More murk

Is the South African guy with no legs who shot the blonde woman and cries on the radio still around, or is that over now? With distractions like the Malaysian airliner vanishing and the Korean ferry sinking, it’s hard to keep up with all the mayhem. And now some idiot announces the most Earth-like planet yet discovered, as if the universe really needs another.
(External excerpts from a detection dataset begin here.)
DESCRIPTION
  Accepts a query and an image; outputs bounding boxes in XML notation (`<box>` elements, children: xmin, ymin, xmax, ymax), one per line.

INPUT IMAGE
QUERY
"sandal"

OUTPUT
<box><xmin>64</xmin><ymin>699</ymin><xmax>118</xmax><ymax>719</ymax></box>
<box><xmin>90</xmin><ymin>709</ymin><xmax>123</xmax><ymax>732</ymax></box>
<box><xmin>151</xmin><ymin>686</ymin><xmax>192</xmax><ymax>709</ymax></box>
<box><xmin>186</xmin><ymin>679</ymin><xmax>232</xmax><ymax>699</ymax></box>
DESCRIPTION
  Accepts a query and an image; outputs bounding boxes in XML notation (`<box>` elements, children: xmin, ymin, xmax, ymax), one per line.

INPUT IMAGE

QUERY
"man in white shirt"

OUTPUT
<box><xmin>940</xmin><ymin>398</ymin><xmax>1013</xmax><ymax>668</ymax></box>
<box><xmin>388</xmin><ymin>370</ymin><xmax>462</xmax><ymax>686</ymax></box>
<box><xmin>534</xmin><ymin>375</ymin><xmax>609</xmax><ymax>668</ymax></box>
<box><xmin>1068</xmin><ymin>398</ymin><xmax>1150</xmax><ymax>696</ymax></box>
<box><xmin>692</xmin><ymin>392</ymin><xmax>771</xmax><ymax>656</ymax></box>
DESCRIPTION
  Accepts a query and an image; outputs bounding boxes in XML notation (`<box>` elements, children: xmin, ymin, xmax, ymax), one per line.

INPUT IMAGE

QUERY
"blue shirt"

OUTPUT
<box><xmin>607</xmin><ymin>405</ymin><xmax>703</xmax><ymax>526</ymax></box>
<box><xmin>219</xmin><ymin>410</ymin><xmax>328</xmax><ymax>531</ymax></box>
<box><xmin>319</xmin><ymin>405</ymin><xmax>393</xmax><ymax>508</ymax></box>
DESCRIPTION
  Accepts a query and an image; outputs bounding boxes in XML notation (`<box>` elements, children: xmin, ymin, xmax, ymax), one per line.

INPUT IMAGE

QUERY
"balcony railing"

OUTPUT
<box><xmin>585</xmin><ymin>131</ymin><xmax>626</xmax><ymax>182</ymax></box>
Closer to home, things just seem to get murkier. We are still trying to get our heads around the Mega Events Fund, which spends money on entertainments no-one would otherwise pay for in order to attract tourists we don’t need. Its Dragon and Lion Dance Festival Preparatory Committee is suspected of hiring dance teams run by its own members, who also belong to the pro-Beijing Democratic Alliance for the Betterment Etc of Hong Kong. To compound the sin of glaring conflict of interests, we have wretchedly bad taste – the occasion having the theme of ‘Happy Buddha’ and featuring ‘over 530 mascots of auspicious beasts’. (In fairness to the committee’s pro-Communist sleazebags, that looks like the work of civil servants.) Is there any connection between the performers who got the job and the DAB-linked Yuen Long dragon/lion dance troupe that provided (admittedly weedy-looking) triad thugs to ‘support’ Chief Executive CY Leung at his town hall meeting last year?

The Independent Commission Against Corruption is investigating. But it pauses to hurriedly airbrush one of its advisors out of the history books and carry on as if nothing had happened in the hope that no-one will notice. One minute state-owned China Resources Chairman Song Lin is an upstanding businessman heading up the anti-graft organization’s HK Ethics Advisory Committee, the next minute the Chinese Communist Party’s own investigators have terminated the guy for all-round depravity of the billion-Yuan, money-laundering-mistress variety. The ICAC’s attempts to pretend they never knew him are hilariously pathetic.

We are left with more questions. What on earth is the HK Ethics Advisory Committee? It sounds like it should have Confucian scholars, professors of philosophy or at least a former judge or two. In fact, it comprises the city’s half-dozen main shoe-shining chambers of commerce, representing all our favourite cartels, colluders and sweat-shop owners, and of course locally based Mainland enterprises. Who chose Song Lin as its figurehead and – more to the point – why? Was it to give him face, or to flatter authorities in Beijing? Or was the gesture aimed at us, to make us think that bosses of Beijing-owned companies are the pinnacle of morality and virtue? It doesn’t seem to have worked.

What do the Mega Events Fund and HK Ethics Advisory Committee have in common? They have no reason to exist. One way or other, they are costing us money. Their members are selected from the shallow pool of loyalists and yes-men – 530 mascots of auspicious beasts, indeed – as a pat on the head rather than in the expectation that they will do anything useful. And they remind us, in case we need it, that people connected with and purportedly dedicated to the Communist cause apparently can’t stop themselves from cheating and bribing.

 

This weekend’s project was home-made cheese (Indian-style paneer). Ludicrously quick and easy: bring milk just to boil, add some lemon juice, stir for a few minutes, then strain through a cloth. Fries well for dal. Hand-crafted! Artisanal! Etc!